Article 14 of the United Nations Framework Convention on Climate Change is incorporated by reference in Article 24 of the Paris Agreement. Article 14-1 allows parties to settle disputes through negotiation and the peaceful means of their own choice, which could include arbitration or mediation. Article 14-2 states that contracting parties may consent by a separate written instrument to the compulsory submission of disputes to the International Court of Justice and/or to arbitration in accordance with procedures to be provided in an arbitration annex to be adopted by the Conference of the Parties “as soon as possible.” However, no arbitration annex has yet been adopted.

Henin also described the possibility for the UN General Assembly to refer legal questions to the International Court of Justice for advisory opinions. There has been discussion of using that mechanism for climate change issues.

Next Henin turned to disputes involving private actors. Most investor-state disputes go to arbitration under treaties or under investment contracts. In the arena of treaty-based arbitration, Henin said that there have been over 40 claims brought against Spain, Italy, and the Czech Republic after those states backpedaled on incentive schemes put in place to promote renewable energy levels.
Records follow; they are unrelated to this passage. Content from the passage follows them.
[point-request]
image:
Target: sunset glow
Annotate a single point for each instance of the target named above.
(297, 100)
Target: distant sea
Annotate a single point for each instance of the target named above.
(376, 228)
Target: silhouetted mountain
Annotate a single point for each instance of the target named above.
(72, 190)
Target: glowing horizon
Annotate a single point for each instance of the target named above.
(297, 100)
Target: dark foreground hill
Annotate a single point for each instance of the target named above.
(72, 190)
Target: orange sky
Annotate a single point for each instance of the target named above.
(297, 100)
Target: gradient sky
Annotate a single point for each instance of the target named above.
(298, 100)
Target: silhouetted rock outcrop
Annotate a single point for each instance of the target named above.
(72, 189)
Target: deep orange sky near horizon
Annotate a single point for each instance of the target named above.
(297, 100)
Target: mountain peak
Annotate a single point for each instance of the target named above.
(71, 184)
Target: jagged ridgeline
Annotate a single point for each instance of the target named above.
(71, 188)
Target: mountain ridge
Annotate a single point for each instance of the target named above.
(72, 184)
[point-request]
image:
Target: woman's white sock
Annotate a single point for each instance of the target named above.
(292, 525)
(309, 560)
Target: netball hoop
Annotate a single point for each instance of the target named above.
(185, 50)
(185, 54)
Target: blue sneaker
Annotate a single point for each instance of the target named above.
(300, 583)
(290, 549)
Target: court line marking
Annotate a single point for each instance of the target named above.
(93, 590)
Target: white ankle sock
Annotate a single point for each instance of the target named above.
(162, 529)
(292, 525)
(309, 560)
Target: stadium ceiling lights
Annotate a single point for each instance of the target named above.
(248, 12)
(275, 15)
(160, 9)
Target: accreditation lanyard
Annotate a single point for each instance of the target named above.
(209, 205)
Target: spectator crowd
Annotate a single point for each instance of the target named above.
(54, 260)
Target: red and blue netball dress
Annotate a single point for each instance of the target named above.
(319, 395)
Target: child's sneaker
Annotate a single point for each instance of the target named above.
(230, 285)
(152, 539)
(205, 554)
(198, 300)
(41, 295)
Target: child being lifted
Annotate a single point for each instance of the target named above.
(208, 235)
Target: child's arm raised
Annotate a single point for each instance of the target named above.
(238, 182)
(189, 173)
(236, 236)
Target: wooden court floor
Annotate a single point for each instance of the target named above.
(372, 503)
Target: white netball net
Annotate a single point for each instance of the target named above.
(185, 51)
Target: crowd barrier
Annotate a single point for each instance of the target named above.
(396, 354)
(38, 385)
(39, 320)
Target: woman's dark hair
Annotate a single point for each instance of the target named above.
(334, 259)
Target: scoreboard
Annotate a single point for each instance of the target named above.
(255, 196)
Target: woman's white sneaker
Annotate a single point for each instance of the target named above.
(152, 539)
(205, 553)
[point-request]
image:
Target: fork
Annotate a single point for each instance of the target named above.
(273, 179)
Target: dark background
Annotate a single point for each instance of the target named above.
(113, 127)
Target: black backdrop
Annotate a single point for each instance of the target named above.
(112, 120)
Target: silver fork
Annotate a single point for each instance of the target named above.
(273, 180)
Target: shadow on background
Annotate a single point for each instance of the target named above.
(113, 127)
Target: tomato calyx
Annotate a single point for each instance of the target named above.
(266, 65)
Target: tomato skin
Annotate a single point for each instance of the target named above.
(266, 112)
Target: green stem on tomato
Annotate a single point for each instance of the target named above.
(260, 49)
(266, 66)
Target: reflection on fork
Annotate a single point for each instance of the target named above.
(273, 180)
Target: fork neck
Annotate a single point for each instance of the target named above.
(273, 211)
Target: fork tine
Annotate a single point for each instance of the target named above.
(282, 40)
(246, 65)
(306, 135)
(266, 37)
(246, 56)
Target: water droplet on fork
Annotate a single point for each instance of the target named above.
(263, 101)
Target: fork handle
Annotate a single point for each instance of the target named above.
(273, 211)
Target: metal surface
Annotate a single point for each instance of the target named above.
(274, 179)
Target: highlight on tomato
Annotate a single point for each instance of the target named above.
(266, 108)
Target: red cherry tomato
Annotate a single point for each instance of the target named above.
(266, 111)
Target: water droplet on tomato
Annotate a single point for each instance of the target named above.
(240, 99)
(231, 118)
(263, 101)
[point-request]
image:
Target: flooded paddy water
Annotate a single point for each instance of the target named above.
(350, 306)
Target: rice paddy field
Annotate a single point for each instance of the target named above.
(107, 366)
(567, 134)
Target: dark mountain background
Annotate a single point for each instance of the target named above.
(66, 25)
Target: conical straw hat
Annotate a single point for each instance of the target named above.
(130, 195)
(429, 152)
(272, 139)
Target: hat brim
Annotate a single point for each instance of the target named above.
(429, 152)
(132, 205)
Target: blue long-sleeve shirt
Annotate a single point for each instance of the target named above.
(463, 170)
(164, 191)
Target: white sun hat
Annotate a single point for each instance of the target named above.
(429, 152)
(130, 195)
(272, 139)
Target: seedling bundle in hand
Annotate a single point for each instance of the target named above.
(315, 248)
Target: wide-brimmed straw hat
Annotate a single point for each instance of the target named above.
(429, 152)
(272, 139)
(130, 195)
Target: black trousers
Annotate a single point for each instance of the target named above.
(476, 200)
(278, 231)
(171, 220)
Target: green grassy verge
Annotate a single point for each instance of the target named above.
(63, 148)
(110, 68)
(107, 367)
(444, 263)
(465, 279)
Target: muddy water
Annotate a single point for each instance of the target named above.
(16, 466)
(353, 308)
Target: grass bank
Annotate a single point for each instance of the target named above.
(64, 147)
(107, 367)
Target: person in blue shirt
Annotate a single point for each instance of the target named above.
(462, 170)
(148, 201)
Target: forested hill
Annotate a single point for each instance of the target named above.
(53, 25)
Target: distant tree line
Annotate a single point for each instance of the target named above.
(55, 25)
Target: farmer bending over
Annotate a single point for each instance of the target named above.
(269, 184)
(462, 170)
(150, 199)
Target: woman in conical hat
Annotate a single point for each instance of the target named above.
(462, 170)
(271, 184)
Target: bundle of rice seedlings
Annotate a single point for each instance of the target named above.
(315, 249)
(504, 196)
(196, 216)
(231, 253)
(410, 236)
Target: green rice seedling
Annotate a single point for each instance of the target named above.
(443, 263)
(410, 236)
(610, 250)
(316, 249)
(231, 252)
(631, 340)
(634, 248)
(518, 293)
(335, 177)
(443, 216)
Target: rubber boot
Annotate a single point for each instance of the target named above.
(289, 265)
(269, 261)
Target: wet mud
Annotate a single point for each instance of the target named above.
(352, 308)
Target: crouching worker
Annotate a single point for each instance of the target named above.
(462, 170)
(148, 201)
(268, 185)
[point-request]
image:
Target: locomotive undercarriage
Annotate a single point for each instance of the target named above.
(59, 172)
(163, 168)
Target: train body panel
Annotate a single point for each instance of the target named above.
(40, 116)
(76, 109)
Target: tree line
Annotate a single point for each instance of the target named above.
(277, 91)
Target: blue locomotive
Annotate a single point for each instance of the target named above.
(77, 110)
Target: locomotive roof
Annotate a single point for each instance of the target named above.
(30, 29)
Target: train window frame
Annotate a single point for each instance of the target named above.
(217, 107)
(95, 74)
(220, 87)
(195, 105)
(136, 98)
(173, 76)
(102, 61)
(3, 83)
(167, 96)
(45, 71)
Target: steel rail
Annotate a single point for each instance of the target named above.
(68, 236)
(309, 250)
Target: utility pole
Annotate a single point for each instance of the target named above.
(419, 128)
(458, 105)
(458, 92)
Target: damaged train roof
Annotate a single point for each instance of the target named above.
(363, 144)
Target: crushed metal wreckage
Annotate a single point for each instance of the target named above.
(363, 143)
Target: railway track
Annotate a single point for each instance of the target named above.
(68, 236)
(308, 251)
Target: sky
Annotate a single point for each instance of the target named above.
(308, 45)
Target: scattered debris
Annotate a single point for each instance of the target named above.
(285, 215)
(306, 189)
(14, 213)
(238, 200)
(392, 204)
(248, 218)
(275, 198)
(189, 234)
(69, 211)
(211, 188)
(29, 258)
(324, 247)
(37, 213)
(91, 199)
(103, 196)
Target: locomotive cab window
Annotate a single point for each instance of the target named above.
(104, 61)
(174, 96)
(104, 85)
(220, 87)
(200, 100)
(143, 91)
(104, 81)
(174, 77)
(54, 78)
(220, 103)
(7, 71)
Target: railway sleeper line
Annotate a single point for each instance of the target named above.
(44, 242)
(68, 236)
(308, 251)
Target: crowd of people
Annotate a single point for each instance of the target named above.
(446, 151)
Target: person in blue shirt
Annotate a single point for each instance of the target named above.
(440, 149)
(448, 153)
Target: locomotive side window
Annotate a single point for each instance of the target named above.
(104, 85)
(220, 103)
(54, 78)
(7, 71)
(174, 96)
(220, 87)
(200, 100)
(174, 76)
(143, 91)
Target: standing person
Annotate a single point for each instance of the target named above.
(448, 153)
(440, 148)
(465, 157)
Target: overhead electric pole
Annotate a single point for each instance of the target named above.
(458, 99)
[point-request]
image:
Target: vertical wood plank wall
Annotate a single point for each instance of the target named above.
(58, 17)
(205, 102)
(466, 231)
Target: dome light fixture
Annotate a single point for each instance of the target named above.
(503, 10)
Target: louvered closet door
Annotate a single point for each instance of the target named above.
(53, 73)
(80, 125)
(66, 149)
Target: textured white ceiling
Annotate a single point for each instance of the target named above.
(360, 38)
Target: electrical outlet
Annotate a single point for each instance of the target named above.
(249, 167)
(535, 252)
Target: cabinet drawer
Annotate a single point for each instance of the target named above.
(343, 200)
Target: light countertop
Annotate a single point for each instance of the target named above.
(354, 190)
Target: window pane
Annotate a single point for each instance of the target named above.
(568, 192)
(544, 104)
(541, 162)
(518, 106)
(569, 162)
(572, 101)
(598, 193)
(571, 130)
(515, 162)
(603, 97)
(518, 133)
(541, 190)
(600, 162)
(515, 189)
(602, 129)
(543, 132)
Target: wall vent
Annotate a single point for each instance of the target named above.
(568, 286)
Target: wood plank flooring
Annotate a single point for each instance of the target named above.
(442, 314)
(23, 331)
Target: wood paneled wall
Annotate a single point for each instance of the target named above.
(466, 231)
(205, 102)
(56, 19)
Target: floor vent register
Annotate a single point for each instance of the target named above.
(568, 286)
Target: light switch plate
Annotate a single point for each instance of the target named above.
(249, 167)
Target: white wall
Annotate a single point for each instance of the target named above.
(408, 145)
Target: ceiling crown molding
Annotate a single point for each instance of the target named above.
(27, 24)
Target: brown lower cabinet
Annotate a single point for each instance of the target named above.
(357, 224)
She said that some recent arbitral decisions have opened the door for a new mechanism in investor-state arbitration: environmental counterclaims against investors brought by states. Investment contracts may incorporate specific emission reduction obligations or arbitration clauses may be included in contractual commitments that arise directly out of Kyoto Protocol mechanisms like carbon emission trading or climate finance.

To conclude the panel, Casper exhorted the attendees to devote their intelligence and resources to working to make progress on climate change.